We talked about your love of the rave scene a little bit…
AZN: When I started raving in my mid thirties, I found myself in this nightlife community. Mostly what I listen to now is electronic music. One of my favorite DJs, Aurora Halal, played a set at my Rachel Uffner show. It was amazing and packed. Aurora is a phenomenal DJ and producer.
Listening and dancing with others to music in general has given me a visual and embodied image or read of how voices can stack together and unstack and tempos can stack together.
That really comes through in your work in an incredibly positive way. There's a rhythm and a way of breathing and seeing that you only really experience when you're listening to electronic music, I think.
AZN: Being on the dance floor, as I was doing a lot of just before the pandemic hit, being with all these other people, if the music's good, it's very light and everyone's just doing their own thing, they're all dancing as their own completely individual selves, yet at the same time, no one bumps into each other. It’s as if there’s a meditative specificity to everyone’s movement where you can communicate with so much clarity too, just through motion.
It's primal really, isn’t it?
AZN: Yeah, it really taps into something. It comes from this core and then you have this externalized heartbeat through the beat which allows you to so completely dissolve in it, a crowd of moving bodies and yet also being able to express one's own specificity and individuality. That's such a place of everything! It's also a place that's really closely related to creativity.
In your show at Rachel Uffner Gallery, one of its main threads was the way in which this wonderful, fundamentally transformative coming out experience was so bluntly interrupted by Covid shutdowns, specifically in New York City, where you’re based. Can you say a bit more about what that did to your practice?
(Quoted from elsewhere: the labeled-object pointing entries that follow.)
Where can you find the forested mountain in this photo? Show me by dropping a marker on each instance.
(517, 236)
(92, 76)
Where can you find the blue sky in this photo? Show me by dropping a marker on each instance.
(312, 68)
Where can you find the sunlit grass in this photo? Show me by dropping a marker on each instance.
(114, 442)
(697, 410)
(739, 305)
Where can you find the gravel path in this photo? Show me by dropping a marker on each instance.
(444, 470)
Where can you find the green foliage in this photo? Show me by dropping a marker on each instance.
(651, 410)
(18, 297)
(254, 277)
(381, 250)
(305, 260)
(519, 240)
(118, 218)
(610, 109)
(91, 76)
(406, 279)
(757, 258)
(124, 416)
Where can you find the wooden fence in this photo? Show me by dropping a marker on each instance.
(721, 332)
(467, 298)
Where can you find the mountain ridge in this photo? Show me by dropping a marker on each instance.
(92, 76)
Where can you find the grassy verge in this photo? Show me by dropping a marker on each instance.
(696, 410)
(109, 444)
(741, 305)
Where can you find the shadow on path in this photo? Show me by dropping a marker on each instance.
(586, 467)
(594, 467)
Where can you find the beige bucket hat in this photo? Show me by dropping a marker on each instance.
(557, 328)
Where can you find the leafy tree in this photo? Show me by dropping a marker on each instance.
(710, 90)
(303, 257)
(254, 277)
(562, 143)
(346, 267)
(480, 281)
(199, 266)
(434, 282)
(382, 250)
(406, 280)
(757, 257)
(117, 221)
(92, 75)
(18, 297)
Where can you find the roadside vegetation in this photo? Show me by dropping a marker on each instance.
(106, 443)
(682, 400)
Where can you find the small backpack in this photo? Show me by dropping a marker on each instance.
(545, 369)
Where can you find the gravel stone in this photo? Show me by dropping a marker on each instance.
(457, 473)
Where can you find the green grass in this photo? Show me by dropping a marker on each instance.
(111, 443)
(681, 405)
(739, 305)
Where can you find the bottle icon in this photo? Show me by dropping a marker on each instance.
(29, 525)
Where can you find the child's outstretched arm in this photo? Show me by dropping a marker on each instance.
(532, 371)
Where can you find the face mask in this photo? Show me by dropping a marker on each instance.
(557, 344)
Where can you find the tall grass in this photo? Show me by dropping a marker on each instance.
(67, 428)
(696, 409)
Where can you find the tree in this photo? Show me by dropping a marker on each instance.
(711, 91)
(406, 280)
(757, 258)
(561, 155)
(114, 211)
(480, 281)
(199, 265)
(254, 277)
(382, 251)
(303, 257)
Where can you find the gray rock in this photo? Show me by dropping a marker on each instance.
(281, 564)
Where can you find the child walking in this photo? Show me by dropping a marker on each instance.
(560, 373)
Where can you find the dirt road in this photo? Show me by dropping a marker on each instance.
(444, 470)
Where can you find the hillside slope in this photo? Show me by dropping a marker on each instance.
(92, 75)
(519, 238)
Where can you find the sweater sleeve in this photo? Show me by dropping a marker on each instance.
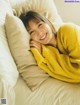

AZN: The year and a half prior to the pandemic was just so incredibly packed with living, discovery, and connection for me. I was also participating in the Sharpe Walentas studio program when the shutdown first hit.
The first six months were really painful, I’m not one of those people who feel as if there was necessarily a silver lining to that period. There were events outside the studio that definitely made themselves felt in my work indirectly – the BLM protests, for sure.
I think the ways different people experienced lockdowns were entirely dependent not only on where you were in life and your level of privilege, but also your personality and your own level of introversion or extroversion…
AZN: Totally. There was a degree to which I eventually refound myself. I actually lost my studio for the first six months because the Sharpe Walentas building closed completely. Even after that there were serious restrictions on our studio access, which had a massive impact on the extent of our interaction with other participants. Looking back, I do think that some of the first paintings I made for the Rachel Uffner show were directly related to processing the impact of the pandemic; one of the large paintings is titled Reflections There. While making that work, I thought about almost re-cobbling myself back together, like Mr. Potato Head. At the time, I rationalized, “Well, that used to fit there, so I guess I’ll just stick it back in that place for now.” However, those thoughts stand in such stark contrast to the trans fluidity that I was experiencing before. Imagine something quite literally fluid being interrupted. It was actually quite forceful, quite brutal to be cut off like that.
There was one really special rave that happened outside in a swamp four months into the pandemic. I thought: can I go? Can I?! In the end, I went, and that swamp rave really carried me through the next six months.
Although I haven't really connected all the dots from that period, I do know that for me, being buried so deeply in the foundation of self and survival for a period of time led to some pretty big questions – about making a painting and my relationship to painting – that provided some real clarity.